Chaque marche gravie est un pas à travers les siècles, les tremblements de terre et les prières des moines, qui ont sculpté le paysage autant que la pierre. Et tout en haut, après une ultime montée dans un sentier plus étroit, se trouve l’Okuno-in, le pavillon intérieur. Bâti à l’époque Muromachi (1336–1573), on comprend alors que Muro-ji n’est pas seulement un temple. C’est un fil tendu entre les âges, discret et résilient, comme la montagne elle-même. Peu de visiteurs vont jusque-là. Pourtant, c’est peut-être le cœur le plus intime du Muro-ji. Un sanctuaire modeste, presque effacé, mais qui dégage une force incroyable. On y reste longtemps, sans trop savoir pourquoi…

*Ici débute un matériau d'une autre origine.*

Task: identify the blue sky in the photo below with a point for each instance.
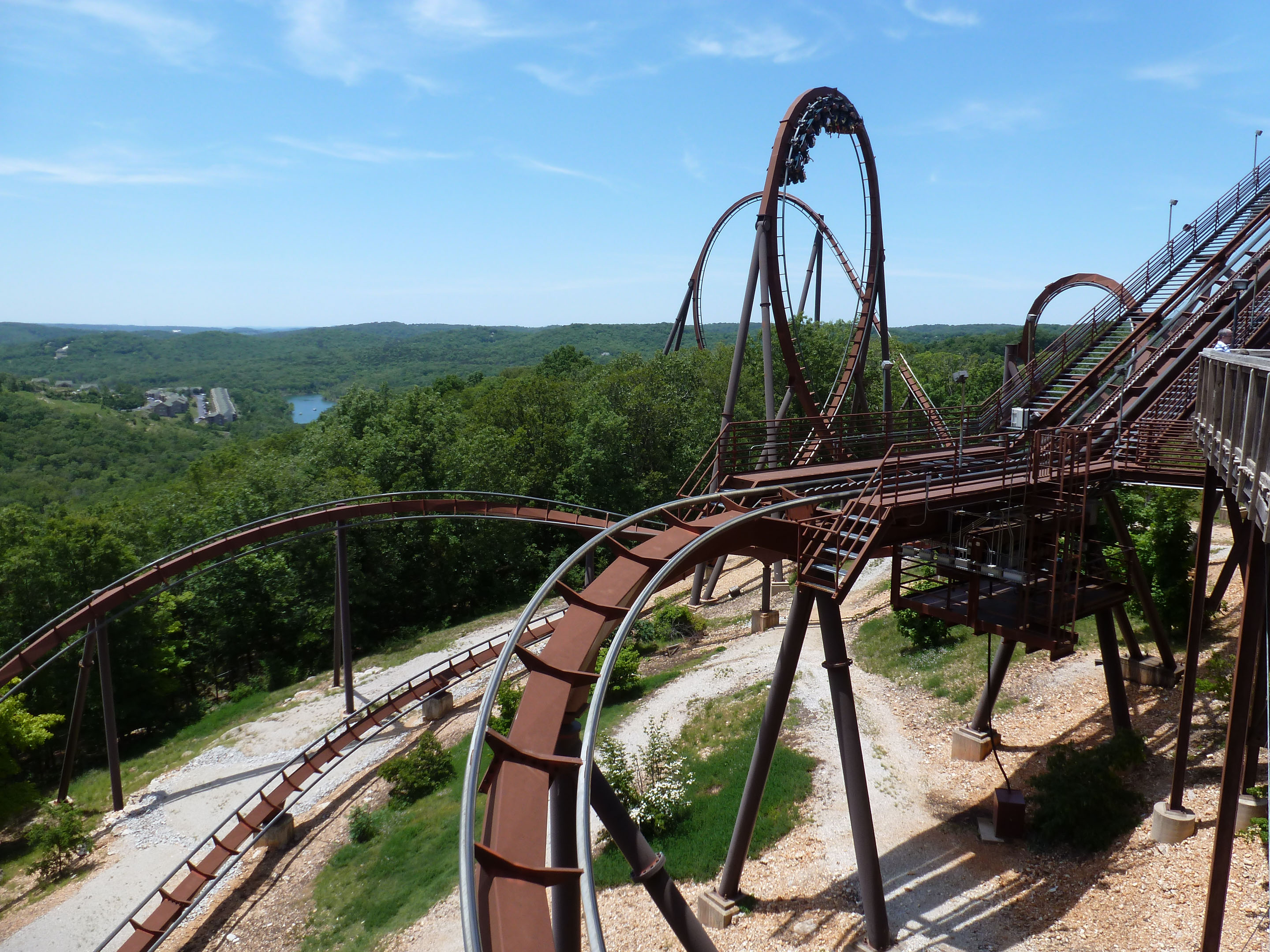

Comment se rendre à Muro-ji
Le temple Muro-ji se trouve dans une zone montagneuse et reculée de l’ouest de la préfecture de Nara, près de la frontière avec Mie. On y accède aisément depuis Kyoto ou Osaka en rejoignant la gare de Muroguchi-Ono sur la ligne Kintetsu (environ 1 h 20 depuis Kyoto, 1 h depuis Osaka). De là, un bus ou un taxi mène jusqu’à l’arrêt Muroji-mae.
Murou-ji
establishment, place_of_worship, point_of_interest- 78 Murou, Uda, Nara 633-0421, Japan
- ★★★★☆
Plus qu’une visite touristique…
C’est là que le sens de chotto-zutsu prend tout son poids. Dans cette lenteur volontaire, dans cette marche sans performance, dans ce regard porté sur chaque détail… chaque bruit de pas, chaque souffle d’air. Pour visiter Muro-ji, il ne faut pas être pressé. Il faut venir avec un esprit disponible, s’abandonner à l’expérience. Il y a quelques cafés familiaux autour, une boutique modeste, et surtout… du silence.

On peut venir seul, à deux, ou en petit groupe. Il n’y a pas de mauvais moment. Chaque saison a son propre visage, unique. Il y a de fortes chances pour que vous repartiez avec un autre regard sur la vie, un rythme apaisé, une pensée en moins – ou en plus – et une envie de ralentir un peu, voire même de faire une pause. Car après tout, dans la vie comme à Muro-ji, il n’y a pas de raccourci. Il n’y a que des marches. Et la seule façon d’avancer… c’est chotto-zutsu.